Project Details
Human Generative Drive in the AI-Opaque Workplace (GAIO)
Applicant
Professorin Dr. Marina Fiedler
Subject Area
Operations Management and Computer Science for Business Administration
Term
since 2026
Project identifier
Deutsche Forschungsgemeinschaft (DFG) - Project number 574128993
AI systems are increasingly prevalent in the workplace. A central element of AI is its opacity. This arises from three sources: intentional concealment by AI providers, technical literacy gaps among users, and cognitive mismatch, the inability of human reasoning to cope with the high dimensionality of mathematical AI models. This project examines how AI opacity affects human generative drive, the ability and motivation to produce novel, meaningful, and contextually relevant work contributions.
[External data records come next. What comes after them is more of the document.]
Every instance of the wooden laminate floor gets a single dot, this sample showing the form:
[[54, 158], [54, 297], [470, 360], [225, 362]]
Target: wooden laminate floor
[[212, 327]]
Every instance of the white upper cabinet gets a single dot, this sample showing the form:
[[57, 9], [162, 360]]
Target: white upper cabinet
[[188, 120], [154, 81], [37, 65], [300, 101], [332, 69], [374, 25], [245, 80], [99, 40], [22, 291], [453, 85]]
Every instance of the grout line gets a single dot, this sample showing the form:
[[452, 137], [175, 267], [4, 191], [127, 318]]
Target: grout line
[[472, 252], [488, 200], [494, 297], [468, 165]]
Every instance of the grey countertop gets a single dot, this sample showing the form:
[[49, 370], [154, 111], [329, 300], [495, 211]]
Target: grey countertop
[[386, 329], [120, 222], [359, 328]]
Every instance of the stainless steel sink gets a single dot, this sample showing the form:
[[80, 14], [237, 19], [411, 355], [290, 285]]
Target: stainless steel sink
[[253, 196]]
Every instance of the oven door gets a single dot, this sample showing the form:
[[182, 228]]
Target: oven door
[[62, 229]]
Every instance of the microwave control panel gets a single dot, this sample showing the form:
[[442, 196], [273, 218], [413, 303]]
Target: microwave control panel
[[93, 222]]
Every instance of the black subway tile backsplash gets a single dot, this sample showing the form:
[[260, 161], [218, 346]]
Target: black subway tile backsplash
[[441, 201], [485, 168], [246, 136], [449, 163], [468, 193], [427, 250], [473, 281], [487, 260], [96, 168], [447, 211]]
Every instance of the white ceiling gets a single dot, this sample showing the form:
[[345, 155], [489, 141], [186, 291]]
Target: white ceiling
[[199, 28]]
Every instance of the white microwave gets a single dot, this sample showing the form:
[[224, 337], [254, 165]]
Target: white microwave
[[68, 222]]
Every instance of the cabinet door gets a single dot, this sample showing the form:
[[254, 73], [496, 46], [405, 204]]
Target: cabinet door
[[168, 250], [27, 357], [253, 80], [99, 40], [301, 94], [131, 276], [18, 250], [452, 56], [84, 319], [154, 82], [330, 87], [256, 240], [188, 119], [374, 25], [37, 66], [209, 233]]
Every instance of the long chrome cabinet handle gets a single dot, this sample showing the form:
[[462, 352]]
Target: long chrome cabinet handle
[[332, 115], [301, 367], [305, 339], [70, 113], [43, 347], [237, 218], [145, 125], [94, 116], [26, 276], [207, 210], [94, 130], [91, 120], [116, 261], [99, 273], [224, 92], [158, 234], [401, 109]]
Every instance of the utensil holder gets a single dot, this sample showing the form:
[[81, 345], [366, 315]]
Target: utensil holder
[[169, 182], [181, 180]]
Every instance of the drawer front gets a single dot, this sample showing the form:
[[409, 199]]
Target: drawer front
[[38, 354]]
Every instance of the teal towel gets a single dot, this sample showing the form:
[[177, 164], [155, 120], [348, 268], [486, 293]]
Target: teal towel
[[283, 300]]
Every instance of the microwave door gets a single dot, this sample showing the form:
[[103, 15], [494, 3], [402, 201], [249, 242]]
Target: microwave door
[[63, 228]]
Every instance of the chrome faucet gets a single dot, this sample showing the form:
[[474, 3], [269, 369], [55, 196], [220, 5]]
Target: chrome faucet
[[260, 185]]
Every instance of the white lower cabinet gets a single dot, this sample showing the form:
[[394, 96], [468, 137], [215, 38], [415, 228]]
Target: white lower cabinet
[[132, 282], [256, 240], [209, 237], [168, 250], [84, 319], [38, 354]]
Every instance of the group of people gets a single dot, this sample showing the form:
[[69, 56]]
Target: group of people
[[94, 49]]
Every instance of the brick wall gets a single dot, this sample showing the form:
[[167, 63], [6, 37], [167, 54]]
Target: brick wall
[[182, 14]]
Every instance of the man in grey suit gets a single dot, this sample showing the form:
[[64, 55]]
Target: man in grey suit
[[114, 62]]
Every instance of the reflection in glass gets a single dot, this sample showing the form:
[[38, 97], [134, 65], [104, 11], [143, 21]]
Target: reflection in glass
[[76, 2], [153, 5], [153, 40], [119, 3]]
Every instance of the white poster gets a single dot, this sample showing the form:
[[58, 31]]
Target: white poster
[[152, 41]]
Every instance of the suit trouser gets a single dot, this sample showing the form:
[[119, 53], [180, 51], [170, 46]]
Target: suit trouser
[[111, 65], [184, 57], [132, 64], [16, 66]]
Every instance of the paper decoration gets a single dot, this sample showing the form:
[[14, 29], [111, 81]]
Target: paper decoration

When people cannot understand, learn from, or build upon AI outputs, their sense of authorship, willingness to critically reflect, and creative problem-solving abilities erode. Following Sandberg and Alvesson's (2011) problematization methodology, the project challenges three problematic assumptions in current research: 1) AI opacity integrates seamlessly without affecting human generative drive, 2) transparency methods have universally similar effects on generative drive, and 3) technical solutions are sufficient to establish transparency. Accordingly, the project pursues the following objectives: 1) Examining how the three oapcity sources influence human generative drive, 2) Analyzing how different transparency methods (technical XAI, organizational, educational) moderate these relationships, and 3) Developing integrated socio-technical interventions to preserve human generative drive. These objectives are investigated through a 36-month mixed-methods design with three sequential work packages: The first work package comprises ethnographic observations and 30 interviews in three partner organizations (Siemens, Netcentric, Beutlhauser) to identify AI opacity-generative drive relationships. The second work package employs interviews, a two-wave survey (n=350), and laboratory experiments (n=180) to analyze moderating transparency effects on generative drive. The third work package uses Design Science Research to develop three to five integrated transparency interventions to support human generative drive in an AI-augmented workplace. The project results provide substantive insights into differential transparency effects based on opacity source and their influence on human generative drive. The developed toolkit enables organizations to implement evidence-based transparency strategies. Planned publications in leading journals ensure scientific impact. Thus, the project makes a decisive contribution to preserving human generative drive in AI-augmented work environments.